Aiming to bolster its claim that the Birkin mark is famous, Hermès states that it “has sold over [a redacted amount] worth of BIRKIN handbags in the United States since 1986,” and in the past 10 years, alone, “has annually sold over [a redacted amount] worth of BIRKIN handbags in the U.S.” (For some context, Bernstein analyst Luca Solca previously estimated that Hermès makes/sells 70,000 Birkins every year, with a million-or-so already in circulation.)

“Many of the factual allegations underlying the Polaroid factors also support dilution,” Hermès argues: “The trademarks are highly similar; the BIRKIN Mark is strong and distinct; Rothschild acted in bad faith by adopting the METABIRKINS mark with the intent to create an association with Hermès and the BIRKIN Mark; and there has been actual confusion as to the association between the METABIRKINS collectible digital handbags and Hermès and its BIRKIN Mark” These facts “establish that Rothschild’s use of METABIRKINS is likely to cause dilution, harming Hermès’s goodwill and capacity to exploit and to use” the BIRKIN Mark in the metaverse,” counsel for Hermès claims. 

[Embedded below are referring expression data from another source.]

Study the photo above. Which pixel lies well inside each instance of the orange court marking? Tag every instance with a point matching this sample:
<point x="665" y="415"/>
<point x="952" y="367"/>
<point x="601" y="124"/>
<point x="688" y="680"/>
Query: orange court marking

Accordingly, Hermès states that summary judgment should also be granted as to its trademark dilution claim. 

The brand’s motion comes in the immediate wake of Judge Rakoff refusing to certify Rothschild’s appeal of a May decision, in which the court denied Rothschild’s motion to dismiss Hermès’s claims that he “violated” Hermès’s trademark rights by way of his headline-making MetaBirkins project. In his September 30 opinion, Judge Rakoff determined that the issues at play in Rothschild’s appeal are not so “exceptional” as to warrant immediate appellate review, and thus, denied Rothschild’s motion in full. 

The case is Hermès International, et al. v. Mason Rothschild, 1:22-cv-00384 (SDNY).